The third Patriots pick of the 2013 NFL Draft was CB Logan Ryan out of Rutgers. The 5-11, physical corner had recorded an outstanding 94 tackles in his final 12 college games. He had also broken up 17 passes and intercepted opposing quarterbacks four times. Ryan was definitely not scared to help against the run, as his 94 tackles show. He was also able to jam receivers at the line of scrimmage. However, it was said that he could be beaten vertically. It seemed like Bill Belichick was trying to build a more physical secondary. The corner out of Rutgers had the most interceptions out of all Patriots defensive backs with five. His best game was against Baltimore in Week 16 when he had three deflected passes and two picks. Ryan is going to be a solid nickel option.

Eight picks later, at the 91st spot, New England selected another defensive back from Rutgers — Duron Harmon — who was listed as a strong safety. Harmon saw limited action throughout last season.

New England emphasized physical ability in last year’s draft. The Patriots took a chance on players playing at lower level conferences that demonstrated potential. Their first three picks are promising and the Pats know that if these players can fully grasp the subtleties of the systems they play, they will show all of their potential.

In 2012, New England’s first pick, No. 21 overall, was DE Chandler Jones from Syracuse University. The pick came in a trade with the Cincinnati Bengals. Jones was listed at 6-5 and 266 pounds and ran a 4.87 second 40. He suffered an injury in the 2011 season and had to prove that he was fully recovered. Jones had six sacks in his first season and almost doubled his total with 11.5 last season. He also went from 45 total tackles to 79. The defensive end has progressed steadily and could get more sacks with Darelle Revis covering the opponent’s best receiver this year.

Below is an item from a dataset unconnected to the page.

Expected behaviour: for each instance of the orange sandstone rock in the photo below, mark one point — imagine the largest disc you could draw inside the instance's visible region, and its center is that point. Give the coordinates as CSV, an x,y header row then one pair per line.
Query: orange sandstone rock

The Patriots picked Dont’a Hightower four spots later. Again, this pick came from a trade, this time with the Denver Broncos. The linebacker from Alabama was measured at 6-2, 265 and he was identified as a great run stopper that lacked the speed to chase ballcarriers down the field. Hightower had 97 tackles last season, which were 37 more than in his first season. He will most likely anchor the middle of the defense next year.

One of the draft’s steals could be CB Alfonzo Dennard from the University of Nebraska. Dennard — 5-10, 204 with a 4.55 40-yard dash and a 37-inch vertical jump — had an interception in his first regular season game in a win against Denver and recorded three interceptions in 10 games in 2012. He also has 75 tackles in two seasons. Dennard is a viable option at corner and could start opposite Revis, at least until Brandon Browner returns from his four game suspension. The ex-Husker was picked so late due to some off-field troubles and poor play late in the season. He could turn out to be the biggest steal from the 2012 draft.

In the past two drafts, the Patriots have taken risks on players who were mostly raw but showed great physical potential. New England also likes to pick in bunches. For example, Jamie Collins and Aaron Dobson in the 2013 NFL draft were picked a few picks apart. The same happened for Chandler Jones and Dont’a Hightower in 2012. The Patriots seem to like to get maximum value during the draft and are willing to trade down, even though it can be frustrating for their fans.

It is hard for NFL fans and so-called experts to predict New England’s strategy during NFL drafts, but Bill Belichick and his staff tend to go for lesser known players that have great potential. New England seems confident that it can develop talent when the player reaches training camp.